Thanks for the additional context @geraldodev -- that's an interesting use case. One of the problems here is that you're actually "losing" the whole builder context by realizing the full row (that first (map #(into [] %)) so by the second step of your pipeline, you're dealing with pure data and you no longer have access to the result set or metadata so whatever solution I come up with here is going to need a different solution shape.

seancorfield 2020-05-22T22:53:15.051200Z

One thing I can do is to have the mapified-result-set implement clojure.lang.Indexed because columns can be accessed via index (essentially nth) but I'm not sure how much it helps... What is your idx-v-fn ?

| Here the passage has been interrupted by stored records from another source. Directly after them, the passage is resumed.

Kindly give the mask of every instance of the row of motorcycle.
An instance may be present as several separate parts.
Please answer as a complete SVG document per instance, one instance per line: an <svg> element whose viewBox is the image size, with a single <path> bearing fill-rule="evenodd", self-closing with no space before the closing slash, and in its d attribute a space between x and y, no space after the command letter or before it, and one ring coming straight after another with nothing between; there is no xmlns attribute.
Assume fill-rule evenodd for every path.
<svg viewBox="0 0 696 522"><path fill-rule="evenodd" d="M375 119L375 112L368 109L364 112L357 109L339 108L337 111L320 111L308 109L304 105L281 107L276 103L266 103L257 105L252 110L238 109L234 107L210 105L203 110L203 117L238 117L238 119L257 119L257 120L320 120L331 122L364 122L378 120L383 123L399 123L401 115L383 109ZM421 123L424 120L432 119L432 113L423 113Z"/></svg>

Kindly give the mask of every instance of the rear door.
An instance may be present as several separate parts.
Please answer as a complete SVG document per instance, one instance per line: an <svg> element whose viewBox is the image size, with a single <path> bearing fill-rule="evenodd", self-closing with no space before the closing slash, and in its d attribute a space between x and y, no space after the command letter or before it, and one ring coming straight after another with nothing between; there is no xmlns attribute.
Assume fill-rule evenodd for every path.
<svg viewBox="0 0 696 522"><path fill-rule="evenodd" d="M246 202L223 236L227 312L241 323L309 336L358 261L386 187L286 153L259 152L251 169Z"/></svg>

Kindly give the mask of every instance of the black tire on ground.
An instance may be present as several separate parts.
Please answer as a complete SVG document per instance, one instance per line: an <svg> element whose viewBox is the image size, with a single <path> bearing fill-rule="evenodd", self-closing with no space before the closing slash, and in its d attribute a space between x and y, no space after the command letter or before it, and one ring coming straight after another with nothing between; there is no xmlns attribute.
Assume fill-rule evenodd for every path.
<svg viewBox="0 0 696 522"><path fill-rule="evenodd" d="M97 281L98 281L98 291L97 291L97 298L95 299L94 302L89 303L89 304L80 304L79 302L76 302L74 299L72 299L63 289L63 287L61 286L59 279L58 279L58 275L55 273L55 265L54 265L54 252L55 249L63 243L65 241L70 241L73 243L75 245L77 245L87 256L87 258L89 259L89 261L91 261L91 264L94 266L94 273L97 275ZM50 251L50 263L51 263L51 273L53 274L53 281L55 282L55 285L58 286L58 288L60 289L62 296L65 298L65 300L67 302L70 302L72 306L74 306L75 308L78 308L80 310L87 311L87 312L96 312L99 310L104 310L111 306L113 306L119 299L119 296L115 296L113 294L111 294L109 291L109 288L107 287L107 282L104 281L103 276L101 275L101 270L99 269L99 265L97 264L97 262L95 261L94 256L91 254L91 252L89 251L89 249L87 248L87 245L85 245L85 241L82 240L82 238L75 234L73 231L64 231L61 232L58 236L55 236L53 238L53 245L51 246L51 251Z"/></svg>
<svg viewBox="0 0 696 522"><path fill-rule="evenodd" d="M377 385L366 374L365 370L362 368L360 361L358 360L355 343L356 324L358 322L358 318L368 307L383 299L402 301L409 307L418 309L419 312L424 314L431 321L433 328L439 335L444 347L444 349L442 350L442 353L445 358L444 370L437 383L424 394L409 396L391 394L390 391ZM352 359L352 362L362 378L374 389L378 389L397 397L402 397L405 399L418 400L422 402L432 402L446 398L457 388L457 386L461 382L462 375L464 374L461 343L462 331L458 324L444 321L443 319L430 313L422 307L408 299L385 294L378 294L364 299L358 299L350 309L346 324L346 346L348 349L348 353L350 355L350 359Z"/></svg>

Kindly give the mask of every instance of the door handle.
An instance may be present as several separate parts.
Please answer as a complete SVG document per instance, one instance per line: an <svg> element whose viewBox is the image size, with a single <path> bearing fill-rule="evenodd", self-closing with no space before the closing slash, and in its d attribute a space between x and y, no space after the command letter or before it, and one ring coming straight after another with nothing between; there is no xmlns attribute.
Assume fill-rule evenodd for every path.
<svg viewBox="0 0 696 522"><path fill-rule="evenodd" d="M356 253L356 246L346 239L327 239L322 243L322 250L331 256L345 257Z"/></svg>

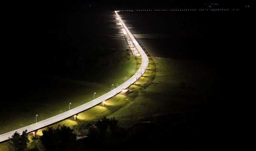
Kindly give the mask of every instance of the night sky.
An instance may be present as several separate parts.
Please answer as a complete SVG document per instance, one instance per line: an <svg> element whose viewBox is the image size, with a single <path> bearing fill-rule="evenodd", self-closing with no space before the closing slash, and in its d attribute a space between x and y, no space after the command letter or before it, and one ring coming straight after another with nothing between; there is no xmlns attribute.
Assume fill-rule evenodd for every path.
<svg viewBox="0 0 256 151"><path fill-rule="evenodd" d="M145 0L138 2L133 0L126 4L120 1L72 1L67 2L65 1L10 2L5 0L0 2L0 27L2 39L0 42L2 77L1 85L2 90L4 90L2 92L3 95L9 93L10 95L13 91L18 91L14 87L17 83L22 84L25 78L24 77L28 74L40 74L42 72L49 74L56 73L54 72L58 71L56 68L62 66L60 64L67 56L73 55L73 50L77 48L73 44L69 43L69 38L60 36L60 33L65 32L62 18L69 12L104 12L123 9L202 8L205 7L205 4L213 2L212 1L209 2L194 3L178 0L171 2L157 0L152 2ZM249 4L245 1L220 4L225 7L243 9L244 5ZM248 10L251 11L249 11L250 13L243 14L244 17L248 17L248 19L250 18L246 15L252 13L251 9ZM255 20L253 17L251 19ZM248 22L251 23L253 21ZM255 25L255 22L253 23ZM251 27L253 26L250 24L249 26ZM253 32L252 31L252 33ZM52 36L49 36L49 34ZM223 87L219 91L221 93L225 94L221 99L216 100L217 103L213 103L211 108L218 108L217 110L219 112L217 114L224 113L225 118L213 119L216 121L216 125L224 124L226 125L226 128L236 130L238 137L244 137L248 141L251 140L249 136L250 135L246 133L250 132L245 130L249 130L252 126L251 122L255 118L252 115L254 112L255 100L253 95L255 93L253 82L255 77L255 59L252 55L255 39L251 37L251 33L244 34L244 41L241 42L242 43L248 44L247 47L240 48L240 45L237 44L241 48L239 51L237 50L228 52L235 54L230 55L234 57L233 61L243 63L237 63L237 66L227 68L226 70L222 69L225 73L223 76L230 80L226 83L225 81L221 81L223 83ZM249 37L247 37L247 35ZM228 39L226 40L226 43L232 43ZM223 45L225 44L223 43ZM60 46L61 48L59 49ZM226 46L225 48L227 48ZM234 47L233 46L232 47ZM235 55L241 56L240 60L237 60ZM27 82L29 79L25 81ZM219 92L216 92L216 93L219 94ZM23 93L18 91L17 93ZM219 98L218 96L213 96L209 99L214 100L216 98ZM4 101L4 99L1 100ZM228 109L227 109L227 107ZM214 128L213 126L209 128ZM244 130L243 132L240 133L241 130Z"/></svg>

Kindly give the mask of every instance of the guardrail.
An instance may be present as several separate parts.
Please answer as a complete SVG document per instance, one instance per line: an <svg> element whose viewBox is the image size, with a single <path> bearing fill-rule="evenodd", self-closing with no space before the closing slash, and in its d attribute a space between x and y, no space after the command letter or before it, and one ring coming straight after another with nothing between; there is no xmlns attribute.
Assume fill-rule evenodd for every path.
<svg viewBox="0 0 256 151"><path fill-rule="evenodd" d="M21 134L23 131L27 130L28 131L27 133L30 133L48 126L57 122L63 120L76 114L87 110L98 104L103 101L107 100L113 97L116 95L113 95L114 92L117 92L118 93L120 93L122 91L124 88L126 88L128 87L132 84L138 80L138 79L142 76L146 71L146 69L148 67L148 59L147 55L145 53L145 51L139 44L137 40L135 39L123 21L123 20L118 14L117 12L115 11L115 13L119 19L127 33L128 34L129 36L130 36L130 38L132 40L133 44L138 50L141 57L141 64L139 68L136 72L136 74L134 74L131 78L127 80L126 82L124 82L118 87L81 105L41 121L9 132L0 135L0 142L8 140L9 138L11 137L13 133L15 133L16 132ZM134 79L136 79L136 80L134 80Z"/></svg>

2020-05-22T22:53:45.051500Z

The #(into [] %) was necessary to get rid of not available statement. I could go to plan with map, but even with that, I'd have to compute the order of the fields at the start of the pipeline, and store in a atom.

seancorfield 2020-05-22T22:53:58.051800Z

Right, you're missing the point.

2020-05-22T22:54:34.052600Z

(defn idx-v-fn [idx v] [idx v])

seancorfield 2020-05-22T22:55:04.053300Z

The row passed into the reduction (`transduce` in your case) is an abstraction. By calling seq on it -- implied by calling into -- you've blown away that abstraction and that's put you on the slow path.

seancorfield 2020-05-22T22:55:36.053700Z

Ah, so idx-v-fn is just vector

seancorfield 2020-05-22T22:55:52.054400Z

(map-indexed vector) would do the same thing.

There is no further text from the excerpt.